Zendingsrede (2008)

Het onderwerp van deze viering is: ' Op weg gaan.'.
De eerste lezing is een verhaal uit het Boek van de Uittocht. Ook de Joden zijn op weg gegaan, maar niet alleen. God ging met hen mee. God zal zijn volk dragen op ‘arendsvleugelen'. Wanneer een arendsjong begint uit te vliegen, vliegt de arend onder het jong zodat het, wanneer het moe is, op zijn rug kan rusten. Wat een prachtig beeld.
Ook de tien geboden die Mozes later zal ontvangen, zijn een beeld dat Gods zorg voor het jonge volk uitdrukt. In de woestijn van het leven zal het heel wat moeilijkheden moeten trotseren en de geboden, of beter de regels, helpen om met elkaar veilig die woestijn door te geraken.
God is met ons begaan. Het doet deugd om dit te weten, om ons gedragen te voelen, vooral die momenten waarop we het moeilijk hebben. We mogen erin geloven en erop vertrouwen dat God de weg met ons meegaat.
Maar over welke weg gaat het hier dan eigenlijk?

In het evangelie wordt het ons allemaal duidelijk.
We lezen dat Jezus bewogen wordt door medelijden met mensen die op de dool zijn, schapen zonder herder. Met mensen die door één of andere vorm van kwaad getroffen worden. Mensen die lichamelijk, materieel of geestelijk te kort worden gedaan. Het raakt hem enorm. Hij wil er iets aan doen, maar hij kan het niet alleen. ‘De oogst is groot, maar arbeiders zijn er te weinig.' Vanuit zijn grote zorg voor mensen, roept hij zijn leerlingen op en zendt hij ze uit om op weg te gaan naar noodlijdenden. Hij roept mensen, doodgewone mensen zoals jij en ik, roept hij op, mensen met uiteenlopende karakters, andere interesses, andere capaciteiten. Van heel gewone mensen maakt hij bewogen mensen.
Zijn leerlingen werden gezonden, maar ook wij worden gezonden met een opdracht.
‘Onreine geesten uitdrijven' lezen we in het evangelie. We zouden dit kunnen vertalen naar: mensen helpen bevrijden van grote of kleine duiveltjes van oa hebzucht, eigenbelang, maar ook zelfvernietigend gedrag, zelfbeklag,... Allemaal zaken die soms heel moeilijk en onder fel protest de mens verlaten.
De opdracht: ‘alle ziekten en kwalen genezen', kunnen we verstaan als, mensen opnieuw zin doen krijgen in het leven, weer van het leven leren houden. Depressie, levensmoeheid, geweld, racisme en alle andere soorten ‘kwalen' van deze tijd, aanpakken.
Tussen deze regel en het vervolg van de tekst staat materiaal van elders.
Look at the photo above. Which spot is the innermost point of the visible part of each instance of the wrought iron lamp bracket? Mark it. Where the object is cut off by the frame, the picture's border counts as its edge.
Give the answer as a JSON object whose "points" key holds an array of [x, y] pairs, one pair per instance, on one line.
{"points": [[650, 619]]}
Hoe kunnen wij die opdracht tot een goed einde brengen?
Wat is er voor nodig om herders van mensen te worden?
1) Vooreerst moeten we geraakt worden door mensen die hulp nodig hebben. Het moet ons aangrijpen en ons in beweging brengen.
2) Ten tweede is onze houding belangrijk. Een houding van respect, van een diep luisteren, van grote aandacht voor de andere, van openheid en meeleven.
3) Een derde belangrijk iets is ons geloof en ons vertrouwen in de andere. Het kan ongelooflijk helpend zijn dat er iemand naast je staat die, ook al ben jij volledig de trappers kwijt, in jouw plaats gelooft dat het allemaal goed komt. Hier schuilt een enorme kracht in.
4) En dit brengt ons naar een vierde punt. Ons eigen geloof en ons eigen vertrouwen in onszelf en in het leven. Het is goed dat wij ons gedragen voelen door God, dat wij ons als arendsjongen mogen voelen, met een God die ons opvangt als we moe worden. Het is Gods liefde voor ons en de kracht die we daarvan mogen ondervinden, die ons bekwaam maakt om op onze beurt lief te hebben.
Als we deze vier dingen in ons kunnen voelen, zijn we goed op weg.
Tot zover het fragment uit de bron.